I use the weather both ways in my story in the book, "Stepmonster," in which a heartbroken, enraged daughter seeks revenge long after her father's death while a storm rages on. The pouring rain sets a dark atmosphere, as the object of revenge cowers in fear, and the thunder offers a nice cover for certain ... sounds.

I'd love to hear about your favorite books or stories that put the weather to good use. Please share in the comments. And Storm Warning authors, please drop in to let the readers know about your stories.

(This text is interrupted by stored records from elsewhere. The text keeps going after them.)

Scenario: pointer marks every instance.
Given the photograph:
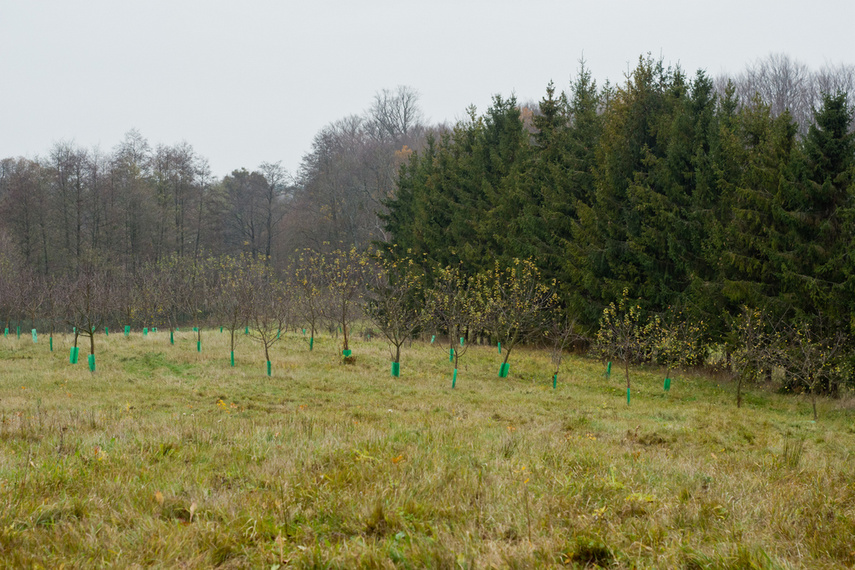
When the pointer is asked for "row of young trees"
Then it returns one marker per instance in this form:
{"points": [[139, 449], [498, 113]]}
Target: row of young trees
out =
{"points": [[245, 294], [505, 306]]}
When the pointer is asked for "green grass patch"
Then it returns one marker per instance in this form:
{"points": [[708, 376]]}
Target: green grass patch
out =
{"points": [[170, 457]]}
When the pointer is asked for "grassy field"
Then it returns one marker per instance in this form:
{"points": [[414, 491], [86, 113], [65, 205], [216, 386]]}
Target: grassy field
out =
{"points": [[169, 457]]}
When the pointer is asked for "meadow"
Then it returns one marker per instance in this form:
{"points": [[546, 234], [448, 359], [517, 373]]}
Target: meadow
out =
{"points": [[169, 457]]}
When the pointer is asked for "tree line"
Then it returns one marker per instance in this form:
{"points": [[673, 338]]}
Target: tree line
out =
{"points": [[663, 193], [697, 201]]}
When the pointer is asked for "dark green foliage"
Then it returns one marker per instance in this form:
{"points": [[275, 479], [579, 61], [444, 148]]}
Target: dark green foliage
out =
{"points": [[665, 187]]}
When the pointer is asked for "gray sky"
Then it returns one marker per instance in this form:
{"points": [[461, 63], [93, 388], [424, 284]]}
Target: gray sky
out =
{"points": [[251, 81]]}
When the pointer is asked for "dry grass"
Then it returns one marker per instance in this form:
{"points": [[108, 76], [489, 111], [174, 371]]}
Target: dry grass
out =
{"points": [[168, 457]]}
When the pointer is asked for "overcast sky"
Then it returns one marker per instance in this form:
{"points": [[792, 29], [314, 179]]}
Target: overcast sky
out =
{"points": [[251, 81]]}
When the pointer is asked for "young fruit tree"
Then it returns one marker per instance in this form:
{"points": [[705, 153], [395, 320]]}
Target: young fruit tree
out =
{"points": [[560, 332], [88, 302], [269, 308], [677, 341], [394, 303], [813, 357], [625, 335], [515, 303], [455, 307], [343, 274], [757, 347], [308, 278], [233, 294]]}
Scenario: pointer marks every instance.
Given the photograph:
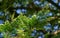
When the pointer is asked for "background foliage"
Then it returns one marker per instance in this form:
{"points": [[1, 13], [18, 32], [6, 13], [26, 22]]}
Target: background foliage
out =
{"points": [[29, 18]]}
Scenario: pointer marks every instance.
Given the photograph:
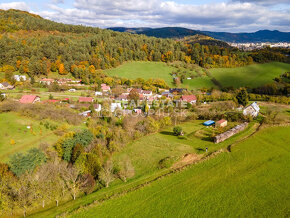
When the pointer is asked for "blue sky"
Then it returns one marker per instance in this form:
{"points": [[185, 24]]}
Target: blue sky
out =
{"points": [[212, 15]]}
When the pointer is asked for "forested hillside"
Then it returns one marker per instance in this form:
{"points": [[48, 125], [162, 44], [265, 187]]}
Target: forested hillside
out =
{"points": [[36, 46]]}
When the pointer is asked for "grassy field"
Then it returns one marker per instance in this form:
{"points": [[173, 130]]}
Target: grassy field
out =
{"points": [[14, 127], [251, 181], [145, 70], [145, 154], [198, 83], [249, 76]]}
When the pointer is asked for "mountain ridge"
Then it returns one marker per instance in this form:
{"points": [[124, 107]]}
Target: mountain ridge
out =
{"points": [[180, 32]]}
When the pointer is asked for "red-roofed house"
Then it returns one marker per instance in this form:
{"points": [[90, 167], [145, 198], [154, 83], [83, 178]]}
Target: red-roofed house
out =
{"points": [[188, 98], [47, 81], [85, 99], [105, 88], [29, 99], [221, 123]]}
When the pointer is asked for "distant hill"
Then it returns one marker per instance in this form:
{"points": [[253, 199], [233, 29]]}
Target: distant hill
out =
{"points": [[178, 32], [259, 36], [165, 32]]}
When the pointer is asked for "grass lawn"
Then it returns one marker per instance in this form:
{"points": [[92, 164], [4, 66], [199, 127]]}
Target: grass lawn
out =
{"points": [[14, 127], [249, 76], [145, 70], [251, 181], [146, 152], [198, 83]]}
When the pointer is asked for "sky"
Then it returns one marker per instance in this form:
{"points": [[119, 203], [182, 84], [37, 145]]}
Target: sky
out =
{"points": [[210, 15]]}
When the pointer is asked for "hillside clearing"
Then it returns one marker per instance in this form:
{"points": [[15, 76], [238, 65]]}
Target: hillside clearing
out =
{"points": [[144, 70], [16, 137], [249, 181], [249, 76]]}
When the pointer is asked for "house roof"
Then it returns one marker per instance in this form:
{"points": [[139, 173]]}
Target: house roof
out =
{"points": [[47, 80], [188, 98], [255, 106], [105, 87], [5, 84], [26, 99], [221, 121], [148, 92], [85, 99], [208, 123]]}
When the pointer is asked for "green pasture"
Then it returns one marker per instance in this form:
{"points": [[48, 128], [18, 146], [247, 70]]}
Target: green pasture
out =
{"points": [[249, 76], [251, 181]]}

And, finally, I'd like to give a shout-out to fellow SleuthSayers who were nominated for the Macavity Award on Saturday: Art Taylor for best first mystery for On the Road with Del and Louise, and B.K. Stevens for best short story for "A Joy Forever" from the March 2015 issue of Alfred Hitchcock's Mystery Magazine. (I'm also up for best short story--yay!--for my story "A Year Without Santa Claus?" from the January/February 2015 issue of Alfred Hitchcock's Mystery Magazine.) You can read B.K.'s story here. And you can read my story by clicking here. I'm trying to get links for all the stories together for Janet Rudolph, the woman behind the Macavity Award. I'll let you all know if and when that happens.